Полночь. Свечи почти догорели. Мужчины играют в вист, мадам де Траси, пожилая дама, болтает, сидя на софе, с гостьей-маркизой, одною из своих подруг. Но она слушает рассеянно, все время беспокойно настораживаясь. Сзади, из другой комнаты, от камина доносится подозрительный шум: пронзительный женский смех, приглушенный мужской бас, потом вновь возмущенные выклики "Mais non, c'est trop" [131], и вновь этот внезапный, быстро подавляемый, странный смех. Мадам де Траси нервничает: конечно, это несносный Бейль опять угощает дам пикантными разговорами. Умный и тонкий человек, оригинальный, занимательный, он был бы всем хорош, если бы близость с актрисами и, в частности, с этой итальянкой, мадам Паста [36], не испортила его манер. Она просит извинения и семенит в другую комнату позаботиться о благопристойности. В самом деле, он здесь: стоит со стаканом пунша в руке, подавшись в тень камина, с явной целью скрыть свою тучность, и сыплет анекдотами, от которых покраснел бы и мушкетер. Дамы готовы обратиться в бегство, они смеются и протестуют, но все-таки не двигаются с места, захваченные его талантом рассказчика, не в силах сдержать любопытство и волнение. Он подобен Силену [37], раскрасневшийся и тучный, с искрящимися глазами, благодушный и мудрый; заметив мадам де Траси, он под ее строгим взглядом разом обрывает речь, и дамы, пользуясь удобным случаем, со смехом кидаются из комнаты.

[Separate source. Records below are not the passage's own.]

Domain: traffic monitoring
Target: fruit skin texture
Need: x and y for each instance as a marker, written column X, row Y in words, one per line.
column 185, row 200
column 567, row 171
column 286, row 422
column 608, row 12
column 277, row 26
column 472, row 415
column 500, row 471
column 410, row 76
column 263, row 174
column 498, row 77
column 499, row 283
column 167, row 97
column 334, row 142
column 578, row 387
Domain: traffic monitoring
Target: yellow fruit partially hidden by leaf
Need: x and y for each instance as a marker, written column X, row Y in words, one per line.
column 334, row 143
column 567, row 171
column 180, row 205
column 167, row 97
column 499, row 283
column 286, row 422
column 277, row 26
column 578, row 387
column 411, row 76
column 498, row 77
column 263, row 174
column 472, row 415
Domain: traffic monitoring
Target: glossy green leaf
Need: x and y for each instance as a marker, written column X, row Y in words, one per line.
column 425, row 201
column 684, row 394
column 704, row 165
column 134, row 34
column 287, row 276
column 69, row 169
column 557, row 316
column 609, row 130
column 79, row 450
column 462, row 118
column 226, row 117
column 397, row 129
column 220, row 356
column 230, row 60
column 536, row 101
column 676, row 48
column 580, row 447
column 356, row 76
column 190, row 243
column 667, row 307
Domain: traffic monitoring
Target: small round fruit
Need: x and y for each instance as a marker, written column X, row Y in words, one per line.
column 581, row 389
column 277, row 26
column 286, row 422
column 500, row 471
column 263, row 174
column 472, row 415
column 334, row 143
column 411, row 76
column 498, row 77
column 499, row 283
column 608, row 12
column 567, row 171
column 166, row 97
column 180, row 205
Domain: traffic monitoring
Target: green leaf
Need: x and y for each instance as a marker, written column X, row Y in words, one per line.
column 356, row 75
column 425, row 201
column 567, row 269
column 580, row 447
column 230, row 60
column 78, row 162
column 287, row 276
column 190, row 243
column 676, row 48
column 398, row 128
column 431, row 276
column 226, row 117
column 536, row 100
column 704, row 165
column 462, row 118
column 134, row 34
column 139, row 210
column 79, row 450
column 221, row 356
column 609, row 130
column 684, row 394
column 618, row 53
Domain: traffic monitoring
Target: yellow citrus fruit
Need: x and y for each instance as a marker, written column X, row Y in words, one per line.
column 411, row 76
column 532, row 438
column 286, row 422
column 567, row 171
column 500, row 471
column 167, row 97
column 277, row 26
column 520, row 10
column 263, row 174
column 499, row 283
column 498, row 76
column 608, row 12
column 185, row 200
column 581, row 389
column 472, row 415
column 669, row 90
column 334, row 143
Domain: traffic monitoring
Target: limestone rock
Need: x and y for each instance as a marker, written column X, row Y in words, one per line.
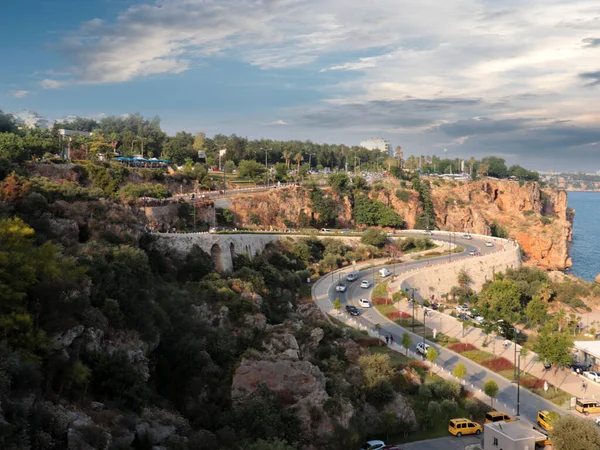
column 63, row 340
column 297, row 379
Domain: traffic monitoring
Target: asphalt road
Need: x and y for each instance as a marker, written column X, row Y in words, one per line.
column 506, row 399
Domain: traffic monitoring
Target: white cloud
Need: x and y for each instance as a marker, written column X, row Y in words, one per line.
column 20, row 93
column 51, row 84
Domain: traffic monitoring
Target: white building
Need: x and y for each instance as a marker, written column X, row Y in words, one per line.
column 511, row 436
column 378, row 144
column 30, row 119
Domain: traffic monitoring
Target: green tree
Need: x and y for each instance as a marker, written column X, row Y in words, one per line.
column 375, row 368
column 406, row 341
column 490, row 388
column 536, row 312
column 374, row 237
column 572, row 433
column 337, row 304
column 251, row 169
column 460, row 371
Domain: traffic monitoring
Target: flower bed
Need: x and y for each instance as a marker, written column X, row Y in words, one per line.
column 459, row 347
column 398, row 315
column 498, row 364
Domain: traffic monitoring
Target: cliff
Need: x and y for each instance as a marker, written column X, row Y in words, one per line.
column 538, row 219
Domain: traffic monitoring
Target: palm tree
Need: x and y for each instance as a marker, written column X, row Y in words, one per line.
column 287, row 155
column 298, row 158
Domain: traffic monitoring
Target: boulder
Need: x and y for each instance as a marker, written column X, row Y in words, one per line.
column 294, row 379
column 61, row 341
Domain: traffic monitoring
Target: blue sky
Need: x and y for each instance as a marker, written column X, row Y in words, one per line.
column 520, row 79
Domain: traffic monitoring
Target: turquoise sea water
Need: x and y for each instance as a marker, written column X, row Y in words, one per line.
column 585, row 251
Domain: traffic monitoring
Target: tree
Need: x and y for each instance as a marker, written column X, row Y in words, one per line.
column 374, row 237
column 491, row 390
column 375, row 368
column 431, row 355
column 378, row 329
column 460, row 371
column 251, row 169
column 337, row 304
column 536, row 312
column 406, row 341
column 572, row 433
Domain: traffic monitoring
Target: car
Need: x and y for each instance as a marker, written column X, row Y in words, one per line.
column 352, row 310
column 592, row 375
column 422, row 348
column 497, row 416
column 579, row 368
column 364, row 302
column 461, row 426
column 373, row 445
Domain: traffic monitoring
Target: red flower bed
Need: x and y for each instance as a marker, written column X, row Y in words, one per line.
column 498, row 364
column 381, row 301
column 459, row 347
column 397, row 315
column 534, row 383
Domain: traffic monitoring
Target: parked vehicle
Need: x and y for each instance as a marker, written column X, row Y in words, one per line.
column 497, row 416
column 351, row 277
column 422, row 348
column 543, row 420
column 373, row 445
column 340, row 287
column 352, row 310
column 364, row 302
column 587, row 406
column 595, row 376
column 384, row 273
column 458, row 427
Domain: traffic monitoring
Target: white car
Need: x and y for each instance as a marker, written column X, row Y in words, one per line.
column 364, row 302
column 422, row 348
column 351, row 277
column 373, row 445
column 594, row 376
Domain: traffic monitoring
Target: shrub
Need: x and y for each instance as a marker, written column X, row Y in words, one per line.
column 459, row 347
column 498, row 364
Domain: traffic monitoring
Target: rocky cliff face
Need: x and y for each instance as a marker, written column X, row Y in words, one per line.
column 538, row 219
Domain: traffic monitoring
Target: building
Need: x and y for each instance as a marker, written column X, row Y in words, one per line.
column 587, row 352
column 378, row 144
column 30, row 120
column 511, row 436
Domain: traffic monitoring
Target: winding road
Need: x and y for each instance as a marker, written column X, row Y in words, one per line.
column 506, row 400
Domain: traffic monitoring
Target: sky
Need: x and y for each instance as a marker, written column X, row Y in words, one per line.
column 518, row 79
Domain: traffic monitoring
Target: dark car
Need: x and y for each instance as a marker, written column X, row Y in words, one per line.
column 352, row 310
column 579, row 368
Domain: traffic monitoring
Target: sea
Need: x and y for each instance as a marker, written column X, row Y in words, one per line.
column 585, row 248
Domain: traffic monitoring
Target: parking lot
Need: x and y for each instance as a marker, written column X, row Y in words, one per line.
column 447, row 443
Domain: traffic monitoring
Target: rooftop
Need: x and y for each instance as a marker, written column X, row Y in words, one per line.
column 515, row 431
column 591, row 347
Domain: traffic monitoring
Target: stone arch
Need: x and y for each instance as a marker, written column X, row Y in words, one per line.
column 232, row 250
column 217, row 256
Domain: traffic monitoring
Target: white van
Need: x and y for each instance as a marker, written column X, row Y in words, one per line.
column 384, row 273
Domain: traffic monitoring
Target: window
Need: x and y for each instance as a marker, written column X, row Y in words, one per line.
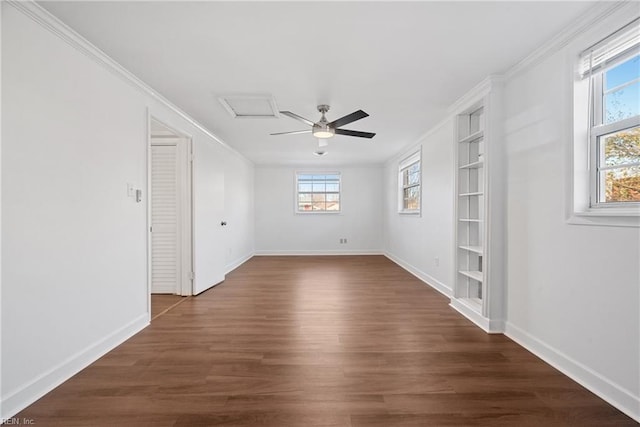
column 613, row 69
column 409, row 184
column 317, row 192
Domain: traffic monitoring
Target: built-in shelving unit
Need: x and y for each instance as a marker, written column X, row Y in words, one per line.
column 478, row 289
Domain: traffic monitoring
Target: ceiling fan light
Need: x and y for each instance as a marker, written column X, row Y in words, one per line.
column 323, row 131
column 322, row 134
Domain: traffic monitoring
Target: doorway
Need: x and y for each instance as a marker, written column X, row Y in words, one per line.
column 170, row 214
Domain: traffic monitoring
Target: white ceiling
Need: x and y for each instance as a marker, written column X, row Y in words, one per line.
column 403, row 63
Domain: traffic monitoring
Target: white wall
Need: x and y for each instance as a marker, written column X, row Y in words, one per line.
column 74, row 246
column 573, row 294
column 416, row 241
column 279, row 230
column 239, row 211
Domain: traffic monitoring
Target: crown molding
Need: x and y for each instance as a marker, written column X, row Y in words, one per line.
column 49, row 22
column 481, row 89
column 593, row 16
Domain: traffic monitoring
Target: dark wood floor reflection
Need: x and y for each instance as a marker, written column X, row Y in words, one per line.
column 161, row 303
column 326, row 341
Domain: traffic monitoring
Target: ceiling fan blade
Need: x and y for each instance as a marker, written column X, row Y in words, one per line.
column 292, row 132
column 297, row 117
column 355, row 133
column 349, row 118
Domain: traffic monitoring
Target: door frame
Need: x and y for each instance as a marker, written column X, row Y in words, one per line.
column 185, row 286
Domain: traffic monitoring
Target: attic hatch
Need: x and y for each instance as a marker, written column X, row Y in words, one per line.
column 250, row 106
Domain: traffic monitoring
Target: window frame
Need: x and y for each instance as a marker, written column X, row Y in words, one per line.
column 296, row 205
column 404, row 165
column 599, row 129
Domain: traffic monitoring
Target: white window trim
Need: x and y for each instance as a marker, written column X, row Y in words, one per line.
column 407, row 161
column 584, row 157
column 295, row 193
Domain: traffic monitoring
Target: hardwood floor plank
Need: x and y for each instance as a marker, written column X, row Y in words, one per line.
column 320, row 341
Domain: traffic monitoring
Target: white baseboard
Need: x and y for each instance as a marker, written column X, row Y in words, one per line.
column 317, row 252
column 612, row 393
column 429, row 280
column 487, row 325
column 19, row 399
column 237, row 263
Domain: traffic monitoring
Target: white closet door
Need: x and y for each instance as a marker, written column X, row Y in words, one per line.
column 165, row 237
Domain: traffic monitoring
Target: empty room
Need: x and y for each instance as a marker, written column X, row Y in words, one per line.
column 320, row 213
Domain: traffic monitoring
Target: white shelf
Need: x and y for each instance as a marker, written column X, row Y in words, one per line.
column 472, row 137
column 474, row 249
column 475, row 275
column 474, row 165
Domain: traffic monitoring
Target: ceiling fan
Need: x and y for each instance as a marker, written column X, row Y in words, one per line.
column 324, row 129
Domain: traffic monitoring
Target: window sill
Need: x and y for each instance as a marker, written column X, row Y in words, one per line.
column 626, row 217
column 319, row 213
column 409, row 213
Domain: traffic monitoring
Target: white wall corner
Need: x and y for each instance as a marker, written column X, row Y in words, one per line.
column 48, row 21
column 16, row 400
column 612, row 393
column 478, row 91
column 426, row 278
column 584, row 23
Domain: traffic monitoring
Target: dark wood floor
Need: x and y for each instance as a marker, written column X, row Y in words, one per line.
column 161, row 303
column 320, row 341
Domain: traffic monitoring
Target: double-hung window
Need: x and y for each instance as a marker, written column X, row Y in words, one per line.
column 317, row 192
column 409, row 184
column 613, row 69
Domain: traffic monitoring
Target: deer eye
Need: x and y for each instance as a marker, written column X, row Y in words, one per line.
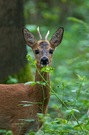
column 36, row 51
column 51, row 51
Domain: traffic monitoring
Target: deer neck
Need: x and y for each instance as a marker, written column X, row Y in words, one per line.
column 43, row 91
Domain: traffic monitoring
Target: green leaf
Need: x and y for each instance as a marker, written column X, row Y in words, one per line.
column 47, row 69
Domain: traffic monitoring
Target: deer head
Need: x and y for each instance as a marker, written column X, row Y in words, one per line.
column 43, row 49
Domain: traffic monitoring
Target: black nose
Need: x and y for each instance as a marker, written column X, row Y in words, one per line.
column 44, row 61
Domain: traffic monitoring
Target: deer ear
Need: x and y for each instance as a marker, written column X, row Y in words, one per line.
column 29, row 38
column 57, row 37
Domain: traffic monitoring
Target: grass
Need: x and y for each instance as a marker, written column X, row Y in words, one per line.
column 69, row 103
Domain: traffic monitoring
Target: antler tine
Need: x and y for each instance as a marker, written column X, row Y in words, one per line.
column 38, row 30
column 47, row 35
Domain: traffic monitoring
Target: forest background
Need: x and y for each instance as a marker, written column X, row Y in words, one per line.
column 69, row 103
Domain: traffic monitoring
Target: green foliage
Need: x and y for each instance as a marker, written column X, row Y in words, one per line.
column 69, row 103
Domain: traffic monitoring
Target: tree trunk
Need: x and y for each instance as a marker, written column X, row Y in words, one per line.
column 12, row 45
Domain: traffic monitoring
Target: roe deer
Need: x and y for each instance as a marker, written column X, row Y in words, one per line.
column 20, row 103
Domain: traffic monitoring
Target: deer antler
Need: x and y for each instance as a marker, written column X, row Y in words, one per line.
column 47, row 35
column 38, row 30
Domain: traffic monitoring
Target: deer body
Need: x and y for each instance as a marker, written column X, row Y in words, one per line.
column 20, row 103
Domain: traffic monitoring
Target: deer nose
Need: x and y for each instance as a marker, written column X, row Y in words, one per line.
column 44, row 61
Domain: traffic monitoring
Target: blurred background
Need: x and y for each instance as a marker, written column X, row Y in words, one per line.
column 69, row 103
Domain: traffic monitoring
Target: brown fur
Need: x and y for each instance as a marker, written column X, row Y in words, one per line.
column 20, row 103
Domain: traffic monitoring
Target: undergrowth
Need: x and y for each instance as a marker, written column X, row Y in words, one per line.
column 69, row 103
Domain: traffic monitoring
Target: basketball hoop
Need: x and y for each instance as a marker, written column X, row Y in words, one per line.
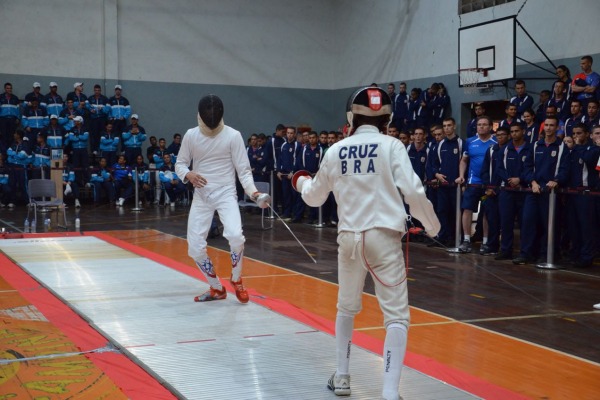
column 470, row 77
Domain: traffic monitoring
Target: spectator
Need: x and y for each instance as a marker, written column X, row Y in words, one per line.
column 546, row 167
column 582, row 219
column 101, row 180
column 70, row 185
column 10, row 114
column 97, row 106
column 472, row 126
column 522, row 100
column 122, row 178
column 472, row 161
column 133, row 138
column 511, row 202
column 574, row 119
column 34, row 119
column 290, row 152
column 54, row 103
column 445, row 162
column 54, row 133
column 585, row 83
column 119, row 111
column 109, row 144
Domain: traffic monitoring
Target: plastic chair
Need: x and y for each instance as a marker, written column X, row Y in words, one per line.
column 263, row 187
column 39, row 190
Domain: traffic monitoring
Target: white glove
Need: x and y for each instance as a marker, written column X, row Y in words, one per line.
column 262, row 199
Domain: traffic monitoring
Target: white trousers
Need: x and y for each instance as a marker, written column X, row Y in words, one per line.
column 379, row 252
column 205, row 203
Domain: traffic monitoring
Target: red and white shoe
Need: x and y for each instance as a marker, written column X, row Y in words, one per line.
column 212, row 294
column 240, row 291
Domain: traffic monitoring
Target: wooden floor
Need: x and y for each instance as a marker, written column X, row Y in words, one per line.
column 530, row 332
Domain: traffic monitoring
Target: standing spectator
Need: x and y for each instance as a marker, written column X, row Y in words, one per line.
column 532, row 128
column 522, row 100
column 133, row 138
column 400, row 118
column 472, row 126
column 54, row 133
column 78, row 138
column 564, row 75
column 512, row 200
column 19, row 158
column 546, row 167
column 68, row 114
column 511, row 115
column 70, row 185
column 34, row 120
column 97, row 106
column 472, row 161
column 35, row 94
column 310, row 160
column 273, row 153
column 119, row 111
column 258, row 160
column 54, row 103
column 540, row 112
column 122, row 178
column 592, row 117
column 585, row 84
column 10, row 114
column 41, row 158
column 574, row 119
column 78, row 97
column 445, row 162
column 290, row 152
column 582, row 220
column 103, row 183
column 174, row 147
column 109, row 144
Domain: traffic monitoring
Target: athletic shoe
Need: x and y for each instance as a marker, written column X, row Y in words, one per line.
column 240, row 291
column 339, row 384
column 212, row 294
column 486, row 250
column 522, row 260
column 503, row 256
column 465, row 247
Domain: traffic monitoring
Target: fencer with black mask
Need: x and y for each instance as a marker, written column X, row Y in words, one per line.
column 216, row 153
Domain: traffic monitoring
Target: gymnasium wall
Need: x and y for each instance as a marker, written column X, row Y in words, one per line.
column 271, row 61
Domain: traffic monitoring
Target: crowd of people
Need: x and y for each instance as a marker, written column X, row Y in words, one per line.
column 98, row 139
column 506, row 170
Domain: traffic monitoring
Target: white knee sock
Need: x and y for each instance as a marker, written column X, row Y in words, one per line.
column 208, row 270
column 394, row 349
column 237, row 257
column 344, row 324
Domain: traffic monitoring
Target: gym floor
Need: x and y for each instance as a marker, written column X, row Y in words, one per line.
column 532, row 332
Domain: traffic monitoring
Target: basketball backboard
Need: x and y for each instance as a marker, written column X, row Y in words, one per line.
column 490, row 45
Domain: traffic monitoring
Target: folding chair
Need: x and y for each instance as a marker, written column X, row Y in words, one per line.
column 263, row 187
column 39, row 189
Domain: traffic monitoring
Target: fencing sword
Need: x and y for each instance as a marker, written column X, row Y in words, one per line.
column 286, row 225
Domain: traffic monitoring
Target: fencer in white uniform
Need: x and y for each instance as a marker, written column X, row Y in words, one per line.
column 216, row 152
column 371, row 176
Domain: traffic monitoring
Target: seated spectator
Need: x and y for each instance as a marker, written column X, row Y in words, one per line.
column 173, row 186
column 102, row 182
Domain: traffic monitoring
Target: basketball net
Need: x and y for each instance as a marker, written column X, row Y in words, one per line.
column 470, row 77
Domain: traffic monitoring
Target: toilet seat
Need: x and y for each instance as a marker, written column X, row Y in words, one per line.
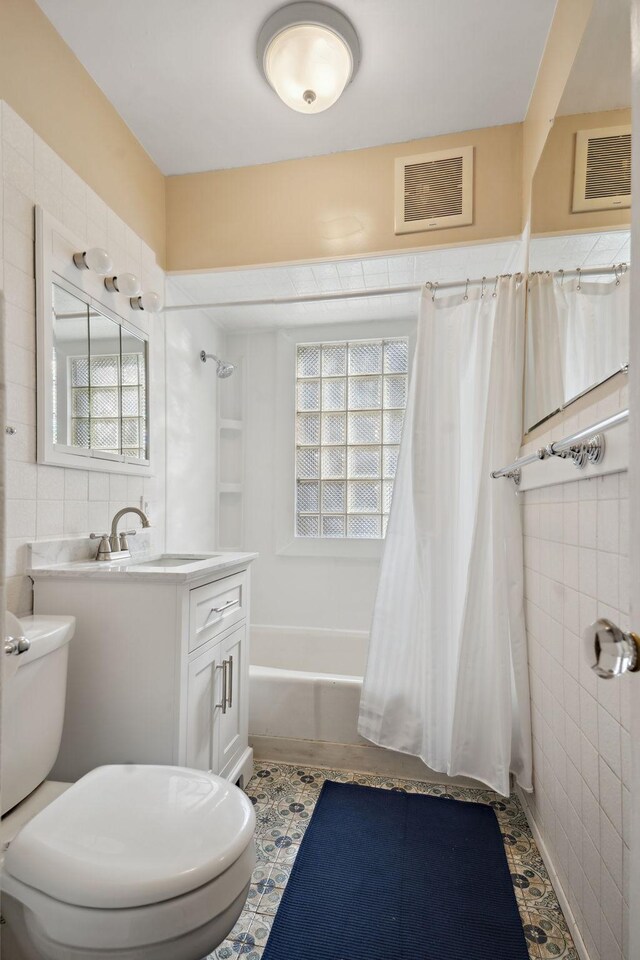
column 129, row 836
column 109, row 931
column 63, row 866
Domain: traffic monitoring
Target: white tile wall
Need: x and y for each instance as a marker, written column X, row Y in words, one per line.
column 45, row 501
column 576, row 546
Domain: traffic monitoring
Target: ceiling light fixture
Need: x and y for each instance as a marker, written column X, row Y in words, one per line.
column 308, row 53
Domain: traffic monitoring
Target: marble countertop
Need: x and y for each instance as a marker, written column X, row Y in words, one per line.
column 141, row 566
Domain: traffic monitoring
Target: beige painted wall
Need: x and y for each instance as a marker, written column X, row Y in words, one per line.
column 565, row 35
column 50, row 89
column 332, row 206
column 553, row 181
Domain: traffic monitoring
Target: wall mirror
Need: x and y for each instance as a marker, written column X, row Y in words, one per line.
column 579, row 259
column 92, row 366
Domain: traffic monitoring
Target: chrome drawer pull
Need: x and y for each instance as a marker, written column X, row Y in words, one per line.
column 223, row 666
column 225, row 606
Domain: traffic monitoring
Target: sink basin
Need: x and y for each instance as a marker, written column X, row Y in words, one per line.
column 169, row 560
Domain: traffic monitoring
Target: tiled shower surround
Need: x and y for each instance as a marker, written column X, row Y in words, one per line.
column 45, row 501
column 576, row 549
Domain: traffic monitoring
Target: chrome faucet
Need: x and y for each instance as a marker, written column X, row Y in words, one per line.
column 115, row 546
column 119, row 541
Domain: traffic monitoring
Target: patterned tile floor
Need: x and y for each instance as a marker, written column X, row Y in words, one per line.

Вскоре огни гаснут, лакеи с подсвечниками в руках провожают гостей вниз по лестнице, у подъезда ждут три-четыре экипажа, дамы садятся со своими спутниками; Бейль, мрачный, остается один. Ни одна не берет его с собою, ни одна не приглашает его. Как рассказчик анекдотов он еще котируется, но в остальном не представляет для женщин никакого интереса. Графиня Кюриаль дала ему отставку, а на танцовщицу не хватает денег. Понемногу приближается старость. Угрюмо шагает он под ноябрьским дождем к своему дому на улице Ришелье; не беда, если костюм запачкается, портному все равно не заплачено. Вообще, вздыхает он, лучшее в жизни позади, нужно бы, собственно говоря, положить конец. Он сердито взбирается на верхний этаж (одышка, при его короткой шее, уже дает себя знать), зажигает свечу, роется в бумагах и счетах. Печальный баланс! Состояние прожито, книги не приносят никакого дохода: за несколько лет его "Amour" разошелся ровным счетом в числе двадцати семи экземпляров. "Можно сказать, священная книга никто не решается до нее дотронуться", - цинично пошутил вчера издатель. Остаются пять франков ренты в день, может быть, и много для хорошенького мальчика, но убийственно мало для пожилого, располневшего мужчины, любящего свободу и женщин. Лучше всего положить конец. Анри Бейль берет чистый лист бумаги in folio и четвертый раз в этом меланхолическом месяце ноябре пишет завещание: "Я, нижеподписавшийся, завещаю своему двоюродному брату Роману Коломбу все, что мне принадлежит в этой квартире, на улице Ришелье, 71. Прошу отвезти меня прямо на кладбище. Погребение не должно стоить дороже тридцати франков". И приписка: "Прошу прощения у Романа Коломба за причиняемые ему хлопоты; также прошу не скорбеть по поводу того, что неизбежно должно было произойти".
"По поводу того, что неизбежно должно было произойти" - друзья поймут эту осторожную фразу завтра, когда их призовут и окажется, что пуля из армейского револьвера перекочевала в его черепную коробку. Но, по счастью, Анри Бейль сегодня устал, он откладывает самоубийство до следующего вечера; а утром приходят друзья, им удается развеселить его. Разгуливая по комнате, один из них видит на письменном столе белый лист с заголовком "Жюльен". "Что это?" - спрашивает он с любопытством. "Ах, я хотел начать роман", поясняет Стендаль. Друзья в восхищении; они подбадривают меланхолика, и он в самом деле принимается за роман. Заглавие "Жюльен" зачеркивается и заменяется другим, снискавшим впоследствии бессмертие: "Красное и черное". И действительно, с этого дня с Анри Бейлем покончено: другой начал свой вечный путь, и имя ему - Стендаль.